Justin -
I would assume that with all the work that you outlined in item (3), the step still will not return properly. Keep in mind that if the step is executing code, i.e. waiting, looping or just blocking, their is no way for the step to know to return to its caller, TestStand, unless the code is written specifically to do this.
Typically termination occurs only when the Execution.Terminate method is called. Using execution termination to instruct a step to stop and just fail is not the way to go, because once an execution initiates a termination, you typically cannot easily stop it. What you are trying to do is just tell a step to stop and fail.
To illustrate existing code that steps can use to monitor some state while executing, I will show you an example for when a step monitors for termination of the execution. For example in the file \Components\NI\StepTypes\SyncSteps\Wait.cpp has code, the DoWaitForTimeInterval function monitors whether the execution has been terminated while it is waiting for the sunchronization operation to occur. If the execution is terminated while it is waiting, it leaves. In addition, the code also processes messages so that it can allow TestStand to do other messaging based things while it waits. This makes the TestStand application GUI thread more responsive. Another thing the code does it tells the execution that it can be externally suspended. This is nice because you can break in TestStand while the step is still running.
Here is a simplified version of the C++ code:
static void DoWork(struct IDispatch *seqContextDisp)
{
MSG msg;
SequenceContextPtr seqContext;
ExecutionPtr execution;
PropertyObjectPtr termMonitorData;
IEnginePtr engine;
ExecutionRunStates runState;
ExecutionTerminationStates termState_NotUsed;
// initialize execution state variables
seqContext.Attach((SequenceContext *)seqContextDisp, true);
execution = seqContext->GetExecution();
engine = seqContext->GetEngineAsDispatch();
termMonitorData = execution->InitTerminationMonitor();
// place your code here to start task
...
termMonitorData = execution->InitTerminationMonitor();
while (true)
{
execution->GetStates(&runState, &termState_NotUsed);
// place your code here to monitor or continue task
...
If (workDone)
break;
// process messages if any are pending
// must peek because we don't want to block
while (::PeekMessage(&msg, 0, 0, 0, PM_NOREMOVE))
{
::GetMessage(&msg, NULL, 0, 0);
::TranslateMessage(&msg);
::DispatchMessage(&msg);
}
if(execution->GetTerminationMonitorStatus(termMonitorData, _variant_t(seqContext.GetInterfacePtr())))
break; // break out of loop for term or abort.
}
}
Steps can/should do this whenever they will be busy doing something for a long time and the task is iterative or waits without blocking.

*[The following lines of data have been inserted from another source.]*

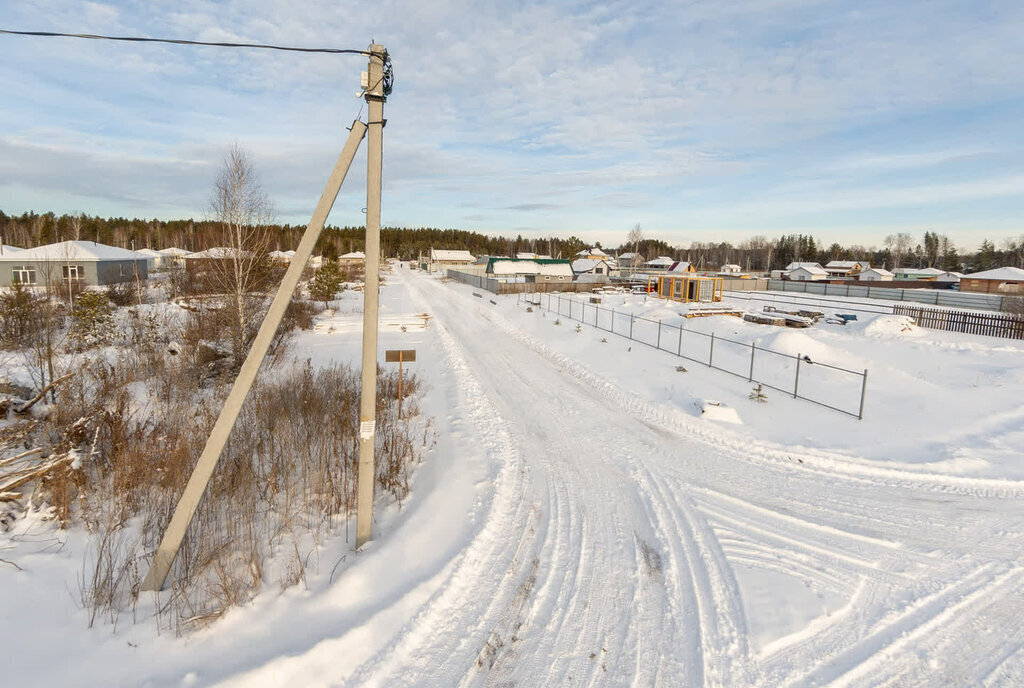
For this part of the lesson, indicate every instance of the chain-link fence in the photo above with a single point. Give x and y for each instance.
(826, 385)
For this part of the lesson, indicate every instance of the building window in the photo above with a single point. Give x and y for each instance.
(73, 272)
(25, 274)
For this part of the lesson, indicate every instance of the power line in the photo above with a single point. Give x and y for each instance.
(139, 39)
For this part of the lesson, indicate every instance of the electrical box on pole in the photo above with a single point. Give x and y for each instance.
(378, 86)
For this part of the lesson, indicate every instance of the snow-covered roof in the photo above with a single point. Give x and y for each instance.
(680, 266)
(927, 271)
(793, 266)
(445, 254)
(217, 253)
(514, 266)
(586, 265)
(1011, 273)
(660, 261)
(812, 268)
(78, 251)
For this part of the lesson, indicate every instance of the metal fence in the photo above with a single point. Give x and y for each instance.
(507, 287)
(934, 297)
(830, 386)
(960, 320)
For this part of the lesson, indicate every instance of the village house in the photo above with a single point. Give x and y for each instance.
(87, 263)
(807, 272)
(876, 274)
(540, 270)
(1008, 281)
(846, 268)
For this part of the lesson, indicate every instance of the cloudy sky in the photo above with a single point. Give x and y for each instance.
(700, 120)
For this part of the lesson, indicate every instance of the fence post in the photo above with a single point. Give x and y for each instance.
(796, 382)
(863, 389)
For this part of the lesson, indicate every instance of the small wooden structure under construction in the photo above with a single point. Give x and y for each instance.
(687, 288)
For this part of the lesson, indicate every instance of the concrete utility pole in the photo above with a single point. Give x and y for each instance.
(368, 394)
(188, 503)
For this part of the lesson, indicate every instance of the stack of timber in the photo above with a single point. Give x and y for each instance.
(704, 311)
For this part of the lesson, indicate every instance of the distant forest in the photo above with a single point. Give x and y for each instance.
(757, 253)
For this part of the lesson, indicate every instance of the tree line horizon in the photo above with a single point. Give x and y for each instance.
(757, 253)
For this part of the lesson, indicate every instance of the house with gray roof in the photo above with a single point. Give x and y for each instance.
(87, 263)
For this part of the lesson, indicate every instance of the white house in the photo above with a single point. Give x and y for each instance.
(514, 269)
(81, 262)
(846, 268)
(451, 257)
(153, 258)
(876, 274)
(593, 254)
(807, 273)
(659, 263)
(795, 265)
(918, 272)
(680, 266)
(173, 257)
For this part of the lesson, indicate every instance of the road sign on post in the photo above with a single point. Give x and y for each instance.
(399, 356)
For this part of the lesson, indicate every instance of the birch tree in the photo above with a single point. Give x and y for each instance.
(242, 270)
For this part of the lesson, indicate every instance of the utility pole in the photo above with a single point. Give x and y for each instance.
(368, 393)
(176, 529)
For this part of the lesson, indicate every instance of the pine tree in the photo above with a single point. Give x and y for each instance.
(327, 283)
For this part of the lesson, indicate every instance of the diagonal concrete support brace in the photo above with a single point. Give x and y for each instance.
(189, 501)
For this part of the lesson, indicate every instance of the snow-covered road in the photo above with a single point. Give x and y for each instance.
(627, 546)
(567, 526)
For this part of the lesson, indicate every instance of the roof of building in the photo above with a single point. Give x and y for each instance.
(795, 265)
(919, 270)
(217, 253)
(539, 266)
(586, 265)
(78, 251)
(660, 261)
(813, 268)
(1011, 273)
(445, 254)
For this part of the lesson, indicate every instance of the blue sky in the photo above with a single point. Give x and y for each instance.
(701, 121)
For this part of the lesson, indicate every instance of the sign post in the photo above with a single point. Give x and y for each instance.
(399, 355)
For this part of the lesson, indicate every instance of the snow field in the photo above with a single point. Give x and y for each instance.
(580, 521)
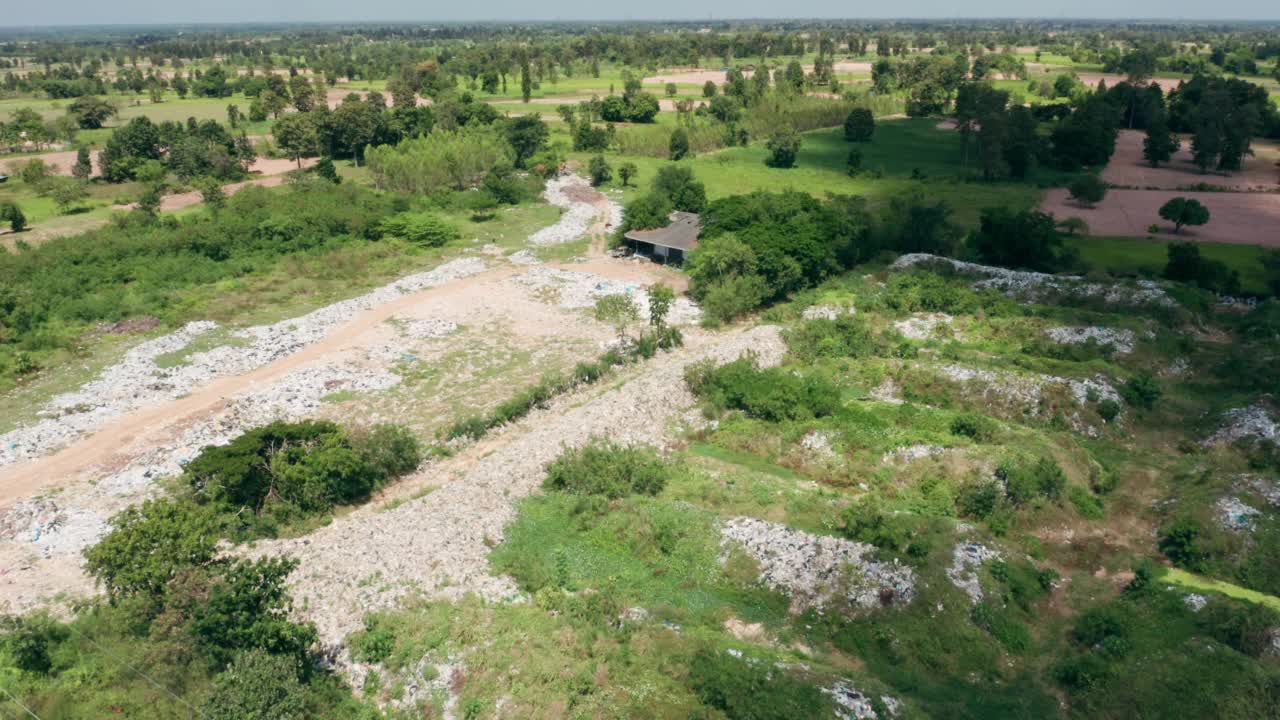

Clearly if you are making calls into a driver that do not return, then the above code is of no use. But if you make multiple long blocking calls, the above code could be used between each long blocking call.
Now, using execution termination to instruct a step to stop and just fail is not the way to go. Instead you could use the above idea but instead have the step just monitor its own status. While a step is running the Step.Result.Status is set to "Running". If the step "sees" that its status is set to something different than what it was when it started, it could just exit or even set its status to "Failed" before exiting.